A replica of the Tomol, might grace the front of our City Hall.
Text and photo ©Robert Chianese RLChianese@gmail.com
Native Chumash representatives, the City of San Buenaventura, and the Ventura Mission Church have reached agreement to move the large statue of Father Junipero Serra that fronts the Ventura City Hall to the nearby Mission grounds. This may end the fight over where to site the statue of this iconic figure, a saint to some, to others an enslaver and cruel master to Native Californians up and down the state.

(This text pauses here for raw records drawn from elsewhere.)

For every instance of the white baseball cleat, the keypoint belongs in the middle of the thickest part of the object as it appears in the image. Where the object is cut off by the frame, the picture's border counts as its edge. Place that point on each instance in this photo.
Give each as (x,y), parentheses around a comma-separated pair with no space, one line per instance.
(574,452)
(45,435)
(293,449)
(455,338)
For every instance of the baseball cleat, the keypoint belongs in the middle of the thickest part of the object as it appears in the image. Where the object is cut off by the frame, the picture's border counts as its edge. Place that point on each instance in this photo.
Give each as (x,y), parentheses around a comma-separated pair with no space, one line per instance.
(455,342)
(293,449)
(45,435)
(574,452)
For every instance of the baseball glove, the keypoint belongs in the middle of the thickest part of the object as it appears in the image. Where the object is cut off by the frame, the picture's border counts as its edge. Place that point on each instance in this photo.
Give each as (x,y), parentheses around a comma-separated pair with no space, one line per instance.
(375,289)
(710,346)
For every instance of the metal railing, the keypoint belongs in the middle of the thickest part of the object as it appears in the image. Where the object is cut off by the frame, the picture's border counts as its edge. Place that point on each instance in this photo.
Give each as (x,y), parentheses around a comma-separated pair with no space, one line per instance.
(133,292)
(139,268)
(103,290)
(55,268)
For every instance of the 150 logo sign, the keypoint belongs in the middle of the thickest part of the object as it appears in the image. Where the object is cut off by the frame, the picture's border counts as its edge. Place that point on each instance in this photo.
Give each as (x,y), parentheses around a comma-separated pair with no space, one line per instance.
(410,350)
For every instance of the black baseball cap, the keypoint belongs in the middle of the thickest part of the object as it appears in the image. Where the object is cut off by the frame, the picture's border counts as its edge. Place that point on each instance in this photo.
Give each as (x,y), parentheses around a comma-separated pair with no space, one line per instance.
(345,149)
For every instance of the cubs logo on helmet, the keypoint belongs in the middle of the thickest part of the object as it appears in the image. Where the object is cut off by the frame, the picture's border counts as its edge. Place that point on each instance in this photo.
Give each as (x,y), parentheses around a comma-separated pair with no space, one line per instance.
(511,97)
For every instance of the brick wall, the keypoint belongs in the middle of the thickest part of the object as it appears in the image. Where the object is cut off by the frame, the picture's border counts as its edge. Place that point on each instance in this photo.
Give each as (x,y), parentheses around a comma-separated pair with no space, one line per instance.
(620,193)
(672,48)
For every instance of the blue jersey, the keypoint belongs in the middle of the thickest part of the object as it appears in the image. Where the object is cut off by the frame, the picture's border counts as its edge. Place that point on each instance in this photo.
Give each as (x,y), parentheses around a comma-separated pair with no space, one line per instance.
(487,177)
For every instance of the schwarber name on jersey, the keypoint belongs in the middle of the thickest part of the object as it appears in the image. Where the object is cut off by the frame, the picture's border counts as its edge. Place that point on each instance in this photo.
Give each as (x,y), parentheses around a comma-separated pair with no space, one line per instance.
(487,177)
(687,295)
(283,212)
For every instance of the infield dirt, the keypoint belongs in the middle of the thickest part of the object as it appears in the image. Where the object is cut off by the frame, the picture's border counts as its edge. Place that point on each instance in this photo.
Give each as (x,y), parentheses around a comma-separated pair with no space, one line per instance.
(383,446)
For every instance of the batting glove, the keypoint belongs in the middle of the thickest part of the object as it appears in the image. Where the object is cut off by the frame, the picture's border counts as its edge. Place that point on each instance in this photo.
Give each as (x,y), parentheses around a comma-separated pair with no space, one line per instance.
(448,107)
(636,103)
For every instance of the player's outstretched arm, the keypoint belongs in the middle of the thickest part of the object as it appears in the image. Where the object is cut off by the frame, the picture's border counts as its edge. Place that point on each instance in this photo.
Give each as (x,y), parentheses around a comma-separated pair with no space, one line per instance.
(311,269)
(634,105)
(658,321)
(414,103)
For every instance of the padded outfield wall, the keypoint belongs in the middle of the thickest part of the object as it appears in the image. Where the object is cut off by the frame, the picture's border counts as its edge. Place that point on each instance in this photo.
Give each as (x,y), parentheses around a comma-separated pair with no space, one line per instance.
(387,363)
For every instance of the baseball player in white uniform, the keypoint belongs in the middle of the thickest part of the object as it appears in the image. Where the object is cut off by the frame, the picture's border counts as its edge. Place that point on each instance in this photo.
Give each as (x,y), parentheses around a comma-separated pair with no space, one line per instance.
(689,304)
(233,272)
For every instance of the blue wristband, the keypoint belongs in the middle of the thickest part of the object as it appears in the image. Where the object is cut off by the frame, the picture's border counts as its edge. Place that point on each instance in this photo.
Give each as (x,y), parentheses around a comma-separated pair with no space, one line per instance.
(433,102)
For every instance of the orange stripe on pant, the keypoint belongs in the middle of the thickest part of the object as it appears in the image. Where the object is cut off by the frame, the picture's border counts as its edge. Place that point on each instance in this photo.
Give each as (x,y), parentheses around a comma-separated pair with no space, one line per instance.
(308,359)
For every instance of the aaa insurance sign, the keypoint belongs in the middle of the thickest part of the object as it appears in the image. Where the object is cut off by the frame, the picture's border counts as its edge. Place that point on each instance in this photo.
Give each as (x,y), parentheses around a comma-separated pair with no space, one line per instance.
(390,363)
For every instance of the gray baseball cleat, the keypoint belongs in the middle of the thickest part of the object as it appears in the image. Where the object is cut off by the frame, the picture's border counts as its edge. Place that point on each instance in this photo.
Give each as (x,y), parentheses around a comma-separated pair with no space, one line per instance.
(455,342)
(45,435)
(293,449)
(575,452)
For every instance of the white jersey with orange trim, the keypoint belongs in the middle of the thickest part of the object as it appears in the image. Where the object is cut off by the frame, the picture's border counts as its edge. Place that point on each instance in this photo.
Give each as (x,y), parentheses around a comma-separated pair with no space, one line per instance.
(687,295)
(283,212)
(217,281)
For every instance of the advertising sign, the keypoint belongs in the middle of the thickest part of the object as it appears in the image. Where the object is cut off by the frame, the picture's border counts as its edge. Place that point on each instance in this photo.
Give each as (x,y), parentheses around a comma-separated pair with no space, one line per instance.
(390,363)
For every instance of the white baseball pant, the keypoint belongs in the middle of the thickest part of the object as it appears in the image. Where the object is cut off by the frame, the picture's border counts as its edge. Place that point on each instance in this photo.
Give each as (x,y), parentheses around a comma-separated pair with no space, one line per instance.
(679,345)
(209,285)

People’s heightened awareness of America’s real history enables its shameful legacy of enslavement, dominance of indigenous peoples, and oppression of minorities to take center stage. That grows out of the Black Lives Matter protests against police brutality this spring, and makes Serra’s central public place in Ventura’s community untenable for many. He should exit his pedestal, a santo obscando. The chain link cage around him protects him from being defaced or torn down before he can be moved, with bouquets and votive offerings signaling support of others.

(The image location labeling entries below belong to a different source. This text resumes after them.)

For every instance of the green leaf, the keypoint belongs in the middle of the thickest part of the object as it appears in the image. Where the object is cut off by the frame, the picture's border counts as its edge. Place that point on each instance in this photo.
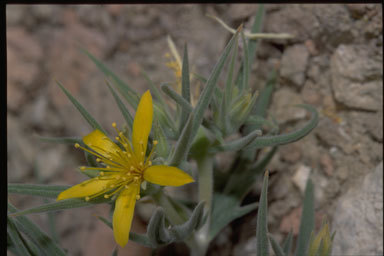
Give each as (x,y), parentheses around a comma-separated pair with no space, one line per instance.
(181,149)
(238,144)
(287,244)
(163,147)
(129,94)
(134,237)
(50,191)
(206,94)
(177,98)
(45,243)
(274,140)
(221,216)
(262,102)
(307,223)
(183,231)
(185,90)
(276,247)
(244,83)
(62,140)
(16,238)
(124,111)
(246,176)
(262,247)
(62,205)
(252,44)
(162,106)
(91,121)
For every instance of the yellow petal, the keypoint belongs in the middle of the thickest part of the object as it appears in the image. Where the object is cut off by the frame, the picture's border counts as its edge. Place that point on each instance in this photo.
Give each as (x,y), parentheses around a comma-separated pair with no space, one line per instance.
(100,143)
(86,188)
(123,214)
(167,176)
(142,125)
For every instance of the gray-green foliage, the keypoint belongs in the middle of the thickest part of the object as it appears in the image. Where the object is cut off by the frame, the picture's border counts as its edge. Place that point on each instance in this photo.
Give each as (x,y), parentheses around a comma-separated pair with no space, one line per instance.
(185,132)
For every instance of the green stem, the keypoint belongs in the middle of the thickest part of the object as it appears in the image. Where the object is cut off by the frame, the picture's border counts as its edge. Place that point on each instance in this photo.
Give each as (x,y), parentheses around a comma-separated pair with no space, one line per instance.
(205,168)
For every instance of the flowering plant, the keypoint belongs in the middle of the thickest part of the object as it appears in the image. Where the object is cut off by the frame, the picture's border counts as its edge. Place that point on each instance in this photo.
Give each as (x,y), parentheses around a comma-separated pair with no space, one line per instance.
(136,164)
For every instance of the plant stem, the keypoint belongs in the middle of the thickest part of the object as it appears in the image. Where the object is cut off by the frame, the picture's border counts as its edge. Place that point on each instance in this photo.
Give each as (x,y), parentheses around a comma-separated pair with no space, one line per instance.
(205,168)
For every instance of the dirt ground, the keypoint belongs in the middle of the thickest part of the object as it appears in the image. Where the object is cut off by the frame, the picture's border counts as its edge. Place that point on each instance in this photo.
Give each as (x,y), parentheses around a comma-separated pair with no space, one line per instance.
(334,63)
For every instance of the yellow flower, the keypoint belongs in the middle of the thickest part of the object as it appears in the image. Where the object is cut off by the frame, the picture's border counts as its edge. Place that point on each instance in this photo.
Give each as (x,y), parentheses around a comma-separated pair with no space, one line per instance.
(125,169)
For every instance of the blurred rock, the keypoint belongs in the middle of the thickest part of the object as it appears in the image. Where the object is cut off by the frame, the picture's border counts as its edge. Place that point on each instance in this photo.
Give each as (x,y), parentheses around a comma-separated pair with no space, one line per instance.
(24,54)
(291,222)
(21,151)
(294,20)
(357,77)
(310,94)
(294,64)
(283,106)
(358,218)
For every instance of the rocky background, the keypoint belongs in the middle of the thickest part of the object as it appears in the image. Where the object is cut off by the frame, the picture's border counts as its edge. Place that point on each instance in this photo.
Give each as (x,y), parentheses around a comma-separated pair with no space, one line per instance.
(333,63)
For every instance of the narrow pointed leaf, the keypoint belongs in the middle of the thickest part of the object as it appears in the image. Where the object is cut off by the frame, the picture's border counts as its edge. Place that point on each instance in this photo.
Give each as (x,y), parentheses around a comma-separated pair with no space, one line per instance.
(181,149)
(124,111)
(253,44)
(46,244)
(221,217)
(129,94)
(262,102)
(206,95)
(307,222)
(244,83)
(183,231)
(62,205)
(16,238)
(177,98)
(134,237)
(276,247)
(287,244)
(185,89)
(91,121)
(49,191)
(61,140)
(238,144)
(274,140)
(262,247)
(247,177)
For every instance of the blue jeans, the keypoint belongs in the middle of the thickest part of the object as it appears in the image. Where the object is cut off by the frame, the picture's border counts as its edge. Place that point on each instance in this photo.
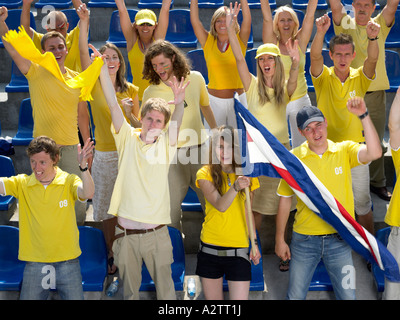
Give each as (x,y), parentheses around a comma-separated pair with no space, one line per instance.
(39,278)
(307,251)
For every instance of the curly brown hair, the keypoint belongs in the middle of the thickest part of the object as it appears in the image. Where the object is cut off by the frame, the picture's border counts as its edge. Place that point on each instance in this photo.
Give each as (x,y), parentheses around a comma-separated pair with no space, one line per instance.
(180,63)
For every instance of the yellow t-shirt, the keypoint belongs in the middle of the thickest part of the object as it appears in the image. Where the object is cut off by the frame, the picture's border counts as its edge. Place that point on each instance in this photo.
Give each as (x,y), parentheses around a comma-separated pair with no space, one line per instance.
(392,217)
(332,96)
(229,228)
(191,132)
(301,89)
(102,116)
(73,59)
(270,115)
(136,61)
(333,169)
(47,222)
(222,69)
(359,34)
(141,191)
(54,105)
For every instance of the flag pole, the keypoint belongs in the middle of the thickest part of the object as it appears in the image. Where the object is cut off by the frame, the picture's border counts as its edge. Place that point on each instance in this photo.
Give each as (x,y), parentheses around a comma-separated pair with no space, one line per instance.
(250,220)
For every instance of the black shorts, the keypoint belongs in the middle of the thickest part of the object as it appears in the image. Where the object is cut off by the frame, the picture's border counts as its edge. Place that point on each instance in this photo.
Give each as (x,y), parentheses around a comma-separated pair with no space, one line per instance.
(214,267)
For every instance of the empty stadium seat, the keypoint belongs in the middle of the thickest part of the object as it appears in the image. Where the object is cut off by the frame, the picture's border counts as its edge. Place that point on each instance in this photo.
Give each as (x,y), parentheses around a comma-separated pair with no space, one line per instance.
(13,21)
(180,31)
(115,32)
(191,201)
(102,4)
(382,235)
(6,170)
(393,69)
(302,4)
(198,62)
(58,4)
(177,267)
(11,269)
(393,39)
(25,124)
(151,4)
(11,4)
(257,274)
(93,259)
(327,61)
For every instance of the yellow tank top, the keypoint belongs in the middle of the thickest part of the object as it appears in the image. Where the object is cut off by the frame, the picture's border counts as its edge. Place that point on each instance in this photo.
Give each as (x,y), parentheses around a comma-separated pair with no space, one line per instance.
(222,69)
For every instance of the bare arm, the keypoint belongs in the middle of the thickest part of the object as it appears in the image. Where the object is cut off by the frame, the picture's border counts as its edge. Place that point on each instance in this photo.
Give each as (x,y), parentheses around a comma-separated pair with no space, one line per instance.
(394,122)
(372,149)
(127,27)
(198,27)
(316,58)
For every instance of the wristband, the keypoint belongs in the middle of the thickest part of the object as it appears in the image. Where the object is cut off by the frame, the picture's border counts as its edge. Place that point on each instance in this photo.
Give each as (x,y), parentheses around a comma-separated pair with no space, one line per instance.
(84,169)
(363,115)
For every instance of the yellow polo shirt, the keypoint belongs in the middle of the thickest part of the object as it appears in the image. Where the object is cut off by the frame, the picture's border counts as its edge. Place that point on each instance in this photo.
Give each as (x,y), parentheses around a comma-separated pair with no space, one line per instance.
(54,105)
(141,191)
(359,34)
(332,96)
(191,132)
(333,169)
(392,217)
(229,228)
(47,222)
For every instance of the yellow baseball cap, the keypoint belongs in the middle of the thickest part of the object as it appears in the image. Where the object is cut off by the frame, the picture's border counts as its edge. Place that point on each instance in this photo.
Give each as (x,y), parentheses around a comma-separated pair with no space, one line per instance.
(146,16)
(268,48)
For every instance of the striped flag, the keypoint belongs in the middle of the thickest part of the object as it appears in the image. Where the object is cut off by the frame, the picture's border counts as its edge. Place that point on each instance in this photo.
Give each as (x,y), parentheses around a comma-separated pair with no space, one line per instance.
(265,155)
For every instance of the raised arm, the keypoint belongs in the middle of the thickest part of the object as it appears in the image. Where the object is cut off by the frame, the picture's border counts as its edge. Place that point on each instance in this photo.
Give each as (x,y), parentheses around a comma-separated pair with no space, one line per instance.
(372,149)
(372,49)
(198,27)
(337,11)
(163,21)
(394,122)
(244,73)
(127,27)
(316,58)
(268,35)
(22,63)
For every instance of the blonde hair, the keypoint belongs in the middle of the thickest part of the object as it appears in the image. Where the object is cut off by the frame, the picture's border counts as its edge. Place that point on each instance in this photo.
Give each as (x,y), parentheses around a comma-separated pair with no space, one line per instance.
(293,14)
(220,12)
(278,83)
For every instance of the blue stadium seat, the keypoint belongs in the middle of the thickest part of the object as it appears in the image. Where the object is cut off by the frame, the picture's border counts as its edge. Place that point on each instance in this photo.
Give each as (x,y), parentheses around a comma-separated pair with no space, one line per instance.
(257,274)
(393,69)
(198,62)
(6,170)
(102,4)
(393,39)
(58,4)
(302,4)
(180,31)
(18,82)
(177,267)
(13,21)
(255,4)
(11,269)
(210,3)
(191,201)
(382,235)
(11,4)
(327,61)
(93,259)
(115,32)
(251,61)
(25,124)
(151,4)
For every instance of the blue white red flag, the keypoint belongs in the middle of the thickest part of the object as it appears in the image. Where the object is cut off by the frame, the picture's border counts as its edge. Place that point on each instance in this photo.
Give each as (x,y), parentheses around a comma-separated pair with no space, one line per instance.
(265,155)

Who or what to put in his place?
I propose that we Venturans commemorate the original founders of Buenaventura– the Chumash who established a village here called Shishalop. (Earlier residents, the Oak Grove Peoples, are obscured in the veils of pre-history.)
Specifically, a bronze replica of their fantastic ocean-going canoe, the Tomol, might grace the front of our City Hall. As a city monument, the Tomol would honor the Chumash’s look to the ocean and mastery of seagoing life and wise selection of a magnificent site to settle in, as we have done today. Placed on top the Padre pedestal, it would look out to the sea with ancient longing, but also with the heroic energy and ingenuity that these native peoples put to the complex engineering task of building these ocean-going watercraft that enabled strong, kneeling paddlers to cross to the Channel Islands.
A tomol at the Ventura Albinger Archaeological Museum, made by modern Chumash, clearly shows the deep-V curvilinear shape for speed and breaking through waves and planing on top of the water with a high bow and stern. The planking, binding and decorative details show the attention to their engineering artistry. A replica could proudly front our Ventura City Hall.
We already have a sculptural replica of the tomol. It graces the side of the downtown parking structure, vertically aligned with the building, its paddles forming an abstract pattern when the shadows are right. However, it’s more artistry than history and somewhat hidden from view.
A separate tomol sculpture in front of City Hall would bring to civic consciousness Native history and artistry, the painful ravages of racism, and the city’s modern commitment to the accurate portrayal of the past through an object worthy of public excitement and even veneration.